‘Wild Card’ Review: Jason Takes Las Vegas
I’m not entirely certain why Wild Card is called Wild Card, since the protagonist plays blackjack the whole time. I will grant you that his name is “Jack Wild,” which is groan-inducing to the extreme, but the word “Jack” is in there too, isn’t it? Was Jack of All Trades too wordy? Was Blackjack too “iffy?” Could no one come up with a less generic, more fitting title for one of the better crime movies in recent years?
[Correction: It has been brought to my attention that Jason Statham’s character’s name is actually “Nick” Wild. The name has been changed throughout the rest of this review. The original paragraph shall remain “as is” in an effort to remind me to take more meticulous notes.]
Indeed, all of my complaints about Wild Card stem from that lazy, thoughtless title. The film is a pulpy, enjoyable caper filled with unexpected plot twists and memorable characters, even when they only get a few lines of dialogue. It stars Jason Statham, and he kicks a prerequisite amount of ass, but the real selling point is the rich and densely populated world of Las Vegas and the self-interest that interferes with each character’s pursuit of happiness.
Statham plays Nick Wild (oh, that name), a security expert who takes odd jobs like protecting a rich kid on a gambling vacation, and really odd jobs like taking a fall in a bar fight so a schlub can look good in front of his girlfriend. Nick dreams of making enough money to escape Las Vegas and live a carefree life on a boat, but he can’t say no to people in need, and he also can’t say no to a winning streak. He’s like Rick Blaine with a crappier job, a gambling addiction and a master’s degree in kung fu.
When Nick’s ex-girlfriend Holly (Dominik Garcia-Lorido) comes to him with a shocking story, accusing a mafioso’s son of assault and rape, Nick can’t resist the urge to become involved. And normally, that would be enough for any movie: a roaring rampage of revenge, tier after tier of deadly villains, and finally the no holds barred confrontation with the bad guy behind it all.
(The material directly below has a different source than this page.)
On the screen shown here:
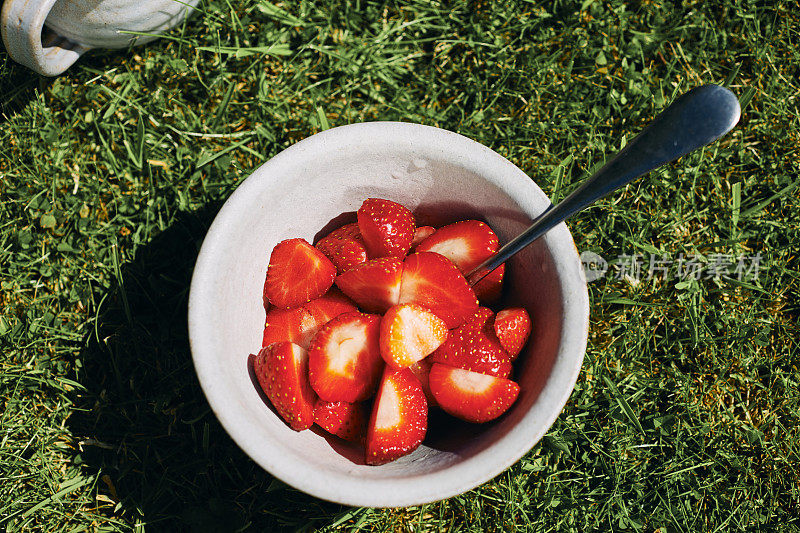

But Wild Card gets Holly’s vengeance out of the way quickly, wisely understanding that exacting their vigilante justice on a powerful, egomaniacal man-child like Danny DeMarco (Milo Ventimiglia) comes with consequences that will change Nick’s life forever.
So now Nick needs to skip town, and he needs to skip town fast. What follows is an impressively complicated look at the kind of man Nick really is, and the way his superficial heroism stems from obsessive and destructive compulsions. It throws him into the realm of the ultimate Las Vegas fantasy, then the ultimate Las Vegas nightmare, until it finally culminates in a satisfying dramatic payoff that celebrates his finest qualities while acknowledging that this hero – this seemingly old-fashioned, pedestal-worthy tough guy hero – still has a lot of issues to work through.
Written by the great William Goldman (All the President’s Men) and directed by Simon West (The Mechanic), a generally middlebrow director who apparently shines when he’s got a really good script to work with, Wild Card is a fine motion picture. It takes the audience in unfamiliar directions, but it never leaves their comfort zone altogether. It’s a memorably smart, unpredictable crime drama with exciting thrills and intriguing characters. And although it never doubles down by entering into the realm of actual brilliance, it lets its finer qualities ride. You’ll have a fun riding along with it.